The Task Force’s expanded roster includes the Federal Housing Finance Agency, the Office of the Comptroller of the Currency, the Office of Thrift Supervision, the Federal Reserve, the Department of Housing and Urban Development, and the Special Inspector General for the Troubled Asset Relief Program (TARP). The new member agencies represent a continuing focus by the Task Force to crack down on mortgage fraud, particularly with regard to ongoing investigations into securitization fraud. The additions mark the largest expansion of the Task Force since it was formed in July 2002.
“The Task Force is uniquely suited to providing the kind of thoughtfulness and collaboration that can be invaluable in tackling mortgage fraud at the corporate level, and in trying to analyze whether and when law enforcement action is appropriate,” said Deputy Attorney General Filip. “These new members reflect the breadth and depth of the mortgage crisis that we are now confronting, and the urgency of the task before us.”
In addition to remarks by the Deputy Attorney General, the Task Force was briefed today by representatives from several of the regulatory agencies on their efforts to tackle mortgage fraud and heard from the Special Inspector General of the newly formed TARP.
The Task Force’s current members include the Assistant Attorneys General for the Justice Department’s Civil and Tax Divisions, the Director of the FBI, seven U.S. Attorneys Offices, the Secretaries of the Departments of Treasury and Labor, and the heads of the Securities and Exchange Commission, Commodity Futures Trading Commission, Federal Energy Regulatory Commission, Federal Communications Commission, United States Postal Inspection Service, and the Department of Housing and Urban Development's Office of Federal Housing Enterprise Oversight.

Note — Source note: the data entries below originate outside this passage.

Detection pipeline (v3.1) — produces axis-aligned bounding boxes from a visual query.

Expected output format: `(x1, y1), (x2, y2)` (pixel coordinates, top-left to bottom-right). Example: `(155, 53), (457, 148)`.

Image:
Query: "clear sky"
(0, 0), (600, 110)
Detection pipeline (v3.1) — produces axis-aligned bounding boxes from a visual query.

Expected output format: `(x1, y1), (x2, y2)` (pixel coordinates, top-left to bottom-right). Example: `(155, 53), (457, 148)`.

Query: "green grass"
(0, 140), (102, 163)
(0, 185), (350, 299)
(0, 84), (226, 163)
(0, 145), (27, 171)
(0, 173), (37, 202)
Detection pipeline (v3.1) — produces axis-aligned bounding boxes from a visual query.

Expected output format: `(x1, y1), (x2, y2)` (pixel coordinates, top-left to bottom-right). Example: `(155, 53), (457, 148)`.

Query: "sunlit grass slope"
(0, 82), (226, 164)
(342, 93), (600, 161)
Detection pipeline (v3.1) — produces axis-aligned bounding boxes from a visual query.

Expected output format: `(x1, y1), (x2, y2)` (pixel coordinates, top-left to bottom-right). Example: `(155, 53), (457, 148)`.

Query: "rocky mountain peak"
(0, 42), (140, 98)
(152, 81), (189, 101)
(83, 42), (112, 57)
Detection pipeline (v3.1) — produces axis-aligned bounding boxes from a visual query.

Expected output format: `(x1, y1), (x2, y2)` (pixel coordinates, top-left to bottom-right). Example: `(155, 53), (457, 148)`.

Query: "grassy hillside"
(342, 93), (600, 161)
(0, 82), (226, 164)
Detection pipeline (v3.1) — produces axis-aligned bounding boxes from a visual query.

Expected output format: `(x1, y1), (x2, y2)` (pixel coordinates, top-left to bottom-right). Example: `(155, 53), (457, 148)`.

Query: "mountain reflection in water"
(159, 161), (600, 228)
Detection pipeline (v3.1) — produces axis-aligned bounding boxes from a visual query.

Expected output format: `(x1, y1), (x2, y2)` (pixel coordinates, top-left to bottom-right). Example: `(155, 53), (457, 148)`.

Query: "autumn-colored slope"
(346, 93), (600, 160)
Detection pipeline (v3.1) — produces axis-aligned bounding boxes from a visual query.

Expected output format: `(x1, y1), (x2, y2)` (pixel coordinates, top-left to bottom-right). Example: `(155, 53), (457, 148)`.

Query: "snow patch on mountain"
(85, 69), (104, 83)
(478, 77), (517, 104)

Since July 2002, the task force has yielded remarkable results with nearly 1,300 corporate fraud convictions to date, including more than 200 chief executive officers and presidents, more than 120 corporate vice presidents, and more than 50 chief financial officers.
President Bush created the President’s Corporate Fraud Task Force on July 9, 2002 to restore public and investor confidence in America’s corporations following a wave of major corporate scandals. Since its inception, the Task Force has compiled a strong record of combating corporate fraud and punishing those who violate the trust of employees and investors. Prosecutors and agency attorneys who are part of the Task Force have brought charges for accounting fraud, securities fraud, insider trading, market manipulation, wire fraud, obstruction of justice, false statements, money laundering, Foreign Corrupt Practices Act violations, stock option backdating and conspiracy, among others.